Dans le processus de discernement, le fait d’être croyant rend la tâche à la fois plus aisée et plus difficile. Le fait d’être croyant, dans cet univers de discernement, c’est entrer dans cette réalité que la sagesse peut éclairer. La tâche est donc plus aisée et plus difficile ; plus aisée, parce que recourir à une transcendance c’est croire en un Dieu qui ne fait pas nombre avec le monde ; c’est le contraire des idoles du monde puisqu’il y a rupture dans le continuum horizontal et la réalité horizontale dans laquelle on se trouve. Les chrétiens n’en sont pas toujours très conscients. Quand on prépare un couple au mariage, suffit-il de rencontrer un homme ou une femme qui l’un et l’autre sont croyants ? Le regard qu’on porte sur l’autre, quand on est croyant, à cause de sa foi, n’est pas, je crois, le même que celui tourné vers quelqu’un qui ne croit pas. Regarder l’autre comme aimé de Dieu n’est pas la même chose que regarder l’autre comme autre. Quand saint Paul parle des autres, et de "ce frère pour qui le Christ est mort", nous avons là une certaine façon de regarder et de vivre les rapports avec les autres. Cela modifie assez fondamentalement le regard et, en même temps, rend la tâche plus difficile, parce que ce qui guette le chrétien, c’est, je dirais, une forme d’idéalisme qui consiste à sauter par-dessus l’obstacle, en croyant être ainsi fidèle à Dieu. Nier le monde et ses contraintes, ce serait évacuer Dieu en croyant l’adorer. Certains se cantonnent dans le domaine de la pure intentionnalité, qui consiste à dire : ma pratique est celle de tous les hommes, mais comme je suis croyant, j’ai dans un petit coin de mon cœur une invocation du Tout-Puissant. Religion d’intentionnalité, pure ferveur, mais qui ne mord pas sur la réalité.

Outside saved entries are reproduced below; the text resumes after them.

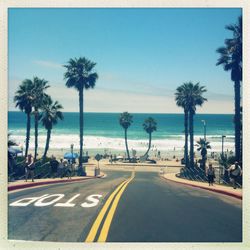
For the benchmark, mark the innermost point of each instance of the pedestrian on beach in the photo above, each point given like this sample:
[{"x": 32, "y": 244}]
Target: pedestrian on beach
[
  {"x": 235, "y": 172},
  {"x": 210, "y": 174},
  {"x": 29, "y": 167}
]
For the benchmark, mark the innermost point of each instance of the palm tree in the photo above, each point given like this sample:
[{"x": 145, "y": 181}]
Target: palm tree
[
  {"x": 80, "y": 75},
  {"x": 231, "y": 59},
  {"x": 40, "y": 85},
  {"x": 23, "y": 99},
  {"x": 203, "y": 146},
  {"x": 149, "y": 126},
  {"x": 125, "y": 121},
  {"x": 10, "y": 141},
  {"x": 182, "y": 101},
  {"x": 194, "y": 98},
  {"x": 50, "y": 115}
]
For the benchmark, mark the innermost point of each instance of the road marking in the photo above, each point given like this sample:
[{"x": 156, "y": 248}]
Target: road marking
[
  {"x": 107, "y": 223},
  {"x": 67, "y": 203},
  {"x": 95, "y": 226},
  {"x": 41, "y": 203},
  {"x": 92, "y": 198},
  {"x": 26, "y": 201}
]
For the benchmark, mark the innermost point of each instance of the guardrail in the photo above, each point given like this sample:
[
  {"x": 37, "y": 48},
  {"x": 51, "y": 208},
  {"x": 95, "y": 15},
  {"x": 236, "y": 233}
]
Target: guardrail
[{"x": 198, "y": 174}]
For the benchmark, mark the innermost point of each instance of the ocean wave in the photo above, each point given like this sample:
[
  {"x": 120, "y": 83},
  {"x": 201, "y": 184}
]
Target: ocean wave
[{"x": 64, "y": 141}]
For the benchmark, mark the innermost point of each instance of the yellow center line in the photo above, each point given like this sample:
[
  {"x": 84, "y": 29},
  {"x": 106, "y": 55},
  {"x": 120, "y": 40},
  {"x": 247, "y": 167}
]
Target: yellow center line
[
  {"x": 95, "y": 226},
  {"x": 107, "y": 223}
]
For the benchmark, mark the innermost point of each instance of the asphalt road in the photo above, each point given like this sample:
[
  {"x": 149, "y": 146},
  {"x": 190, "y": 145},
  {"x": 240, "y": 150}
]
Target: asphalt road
[
  {"x": 147, "y": 208},
  {"x": 64, "y": 224}
]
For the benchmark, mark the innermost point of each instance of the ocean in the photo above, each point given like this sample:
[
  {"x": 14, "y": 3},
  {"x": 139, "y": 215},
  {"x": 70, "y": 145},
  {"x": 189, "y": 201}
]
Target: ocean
[{"x": 102, "y": 131}]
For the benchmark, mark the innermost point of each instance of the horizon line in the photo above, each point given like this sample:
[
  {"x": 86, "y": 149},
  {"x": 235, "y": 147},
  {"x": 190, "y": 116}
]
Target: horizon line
[{"x": 113, "y": 112}]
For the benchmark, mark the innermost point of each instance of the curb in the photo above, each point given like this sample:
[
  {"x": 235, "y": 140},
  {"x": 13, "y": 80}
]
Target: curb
[
  {"x": 34, "y": 184},
  {"x": 237, "y": 196}
]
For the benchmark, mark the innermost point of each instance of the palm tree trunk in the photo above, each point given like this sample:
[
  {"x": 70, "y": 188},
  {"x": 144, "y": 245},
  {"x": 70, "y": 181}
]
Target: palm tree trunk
[
  {"x": 81, "y": 170},
  {"x": 191, "y": 133},
  {"x": 186, "y": 138},
  {"x": 126, "y": 144},
  {"x": 36, "y": 133},
  {"x": 237, "y": 120},
  {"x": 47, "y": 144},
  {"x": 27, "y": 134},
  {"x": 149, "y": 144}
]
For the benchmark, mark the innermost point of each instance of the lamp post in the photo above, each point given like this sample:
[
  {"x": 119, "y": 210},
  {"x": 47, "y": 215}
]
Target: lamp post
[
  {"x": 204, "y": 127},
  {"x": 72, "y": 148},
  {"x": 222, "y": 144}
]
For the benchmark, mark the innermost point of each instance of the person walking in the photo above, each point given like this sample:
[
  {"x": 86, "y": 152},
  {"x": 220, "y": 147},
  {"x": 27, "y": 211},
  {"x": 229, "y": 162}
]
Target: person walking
[
  {"x": 29, "y": 167},
  {"x": 235, "y": 172},
  {"x": 60, "y": 169},
  {"x": 69, "y": 169},
  {"x": 210, "y": 174},
  {"x": 53, "y": 166}
]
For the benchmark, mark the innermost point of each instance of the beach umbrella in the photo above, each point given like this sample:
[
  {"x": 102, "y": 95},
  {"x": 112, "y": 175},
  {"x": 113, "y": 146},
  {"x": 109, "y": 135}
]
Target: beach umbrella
[{"x": 70, "y": 156}]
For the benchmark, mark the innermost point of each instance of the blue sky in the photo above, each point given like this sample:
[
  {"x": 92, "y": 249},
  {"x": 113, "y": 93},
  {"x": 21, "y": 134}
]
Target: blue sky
[{"x": 142, "y": 55}]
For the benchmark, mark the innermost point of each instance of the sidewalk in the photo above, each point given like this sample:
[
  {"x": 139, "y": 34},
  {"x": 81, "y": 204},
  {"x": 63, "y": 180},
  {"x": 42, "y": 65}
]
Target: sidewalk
[
  {"x": 20, "y": 184},
  {"x": 237, "y": 193}
]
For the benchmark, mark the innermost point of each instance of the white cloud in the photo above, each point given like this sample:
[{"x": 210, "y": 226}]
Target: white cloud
[{"x": 48, "y": 64}]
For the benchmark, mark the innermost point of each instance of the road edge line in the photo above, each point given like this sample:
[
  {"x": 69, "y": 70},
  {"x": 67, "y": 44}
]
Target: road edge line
[
  {"x": 105, "y": 229},
  {"x": 206, "y": 188}
]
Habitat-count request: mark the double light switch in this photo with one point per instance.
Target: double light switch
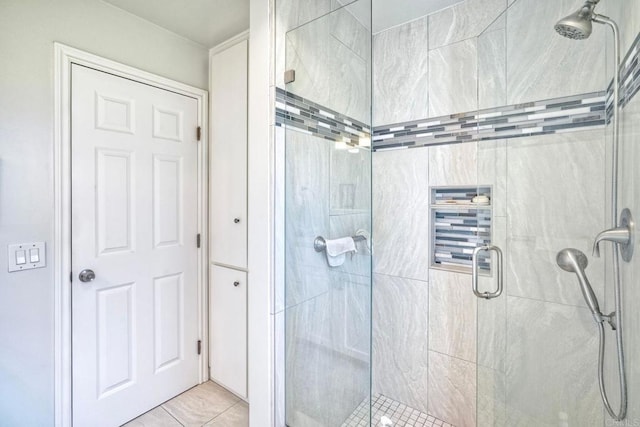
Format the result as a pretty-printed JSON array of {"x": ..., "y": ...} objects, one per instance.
[{"x": 25, "y": 256}]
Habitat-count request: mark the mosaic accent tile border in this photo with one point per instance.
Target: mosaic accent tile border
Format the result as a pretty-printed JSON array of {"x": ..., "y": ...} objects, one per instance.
[
  {"x": 572, "y": 113},
  {"x": 566, "y": 114},
  {"x": 293, "y": 111},
  {"x": 630, "y": 74},
  {"x": 398, "y": 414}
]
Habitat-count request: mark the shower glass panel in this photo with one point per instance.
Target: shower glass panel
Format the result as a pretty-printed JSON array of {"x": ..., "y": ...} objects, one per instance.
[
  {"x": 326, "y": 115},
  {"x": 542, "y": 145}
]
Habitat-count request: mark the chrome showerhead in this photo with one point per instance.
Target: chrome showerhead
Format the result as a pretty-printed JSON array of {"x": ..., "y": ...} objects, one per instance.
[{"x": 578, "y": 26}]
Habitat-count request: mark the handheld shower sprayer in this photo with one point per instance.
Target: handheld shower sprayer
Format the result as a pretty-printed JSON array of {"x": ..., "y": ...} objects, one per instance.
[
  {"x": 574, "y": 261},
  {"x": 578, "y": 26}
]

Si le croyant a relativement progressé sur le chemin d’une maturité, il obtient quelque chose qui lui vient de la connaissance du monde intérieur, la connaissance de ce qu’il y a dans l’homme, du péché, comme on dit dans saint Jean. Cette connaissance est absolument essentielle pour éviter les pièges.

Je me rappelle certains débats en 1968 : dans certains lieux publics, quand on parlait du péché, on donnait l’impression d’être un type complètement perdu pour le monde moderne. Or, au contraire, oublier cette réalité, c’est ne pas comprendre l’homme. Si vous regardez la littérature actuelle, notamment venant de tous ceux qui ont fait l’expérience du parti communiste, vous constatez qu’ils passent leur temps à expliquer qu’il y a une culpabilité quelque part qui n’a pas trouvé de lieu pour se dire. Et comme ils n’ont pas trouvé de lieu pour la dire, cette culpabilité sera mal située. Ou bien l’individu qui a fait cette expérience constate que c’est trop douloureux d’être seul avec soi-même et alors il tente de se libérer en écrivant son histoire. Mais on tourne bien souvent dans une sorte de cercle vicieux entre l’expérience et la volonté de la dire. Le croyant est, je crois, délivré de ce duel mortifère parce qu’il est dans un triangle : l’expérience - ce qu’il a ressenti - et quelqu’un de "plus grand que lui" devant qui lui peut parler.

J’insiste sur ce point ; car dans le discernement surgit un élément de profondeur intérieure, de connaissance de l’homme pécheur ; donnée qui explique beaucoup de choses et qui permet de ne pas prendre tous les discours, toutes les narrations, pour ce qu’ils prétendent être spontanément...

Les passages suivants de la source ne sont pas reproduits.